The poll also rated other reasons some Nigerian doctors are seeking overseas job to include low work satisfaction 92 percent, poor salaries & emoluments 91 percent, huge knowledge gap 47 percent, poor quality of practice 8 percent, and high taxes/deductions from salary 98 percent.

Measures recommended to stem the tide on the emigration of doctors from Nigeria include better salaries 25 percent, more funding in health sector 24 percent, better working environment 11 percent, and provide career development plan 9 percent.

The pll harped on the need for the government at federal and state level to focus on upgrading tertiary health facilities, adding, “There is need for the right people to head the health sector, so Nigerians can access proper medical care.”

“Between now and September 2,500 doctors will be leaving the country for better opportunities because it has been a trend. It is imperative to improve and invest in the health sector. What happens to the sector if all trained doctors emigrate?” said Bell Ihua, CEO, NOIPolls.

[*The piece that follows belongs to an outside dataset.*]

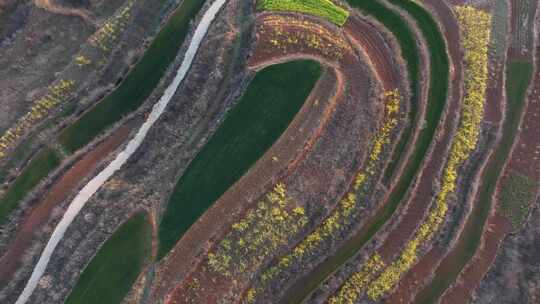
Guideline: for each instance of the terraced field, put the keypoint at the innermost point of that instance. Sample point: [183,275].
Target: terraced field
[273,151]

“Globally, there is a call for universal health coverage, providing the needed health finance for a conducive working environment for medical doctors translating to more remuneration, and increased training opportunities,” Ihua said.

Akeem Lawal, chemical pathologist at National Hospital Abuja, is of the opinion that government should ensure an enabling environment, particularly in terms of structures/facilities in the health sector.

Abimbola Olajide, general surgeon, Ladoke Akintola University Teaching Hospital, agrees, urging the Nigerian government to look inward and ensure a change in the health sector.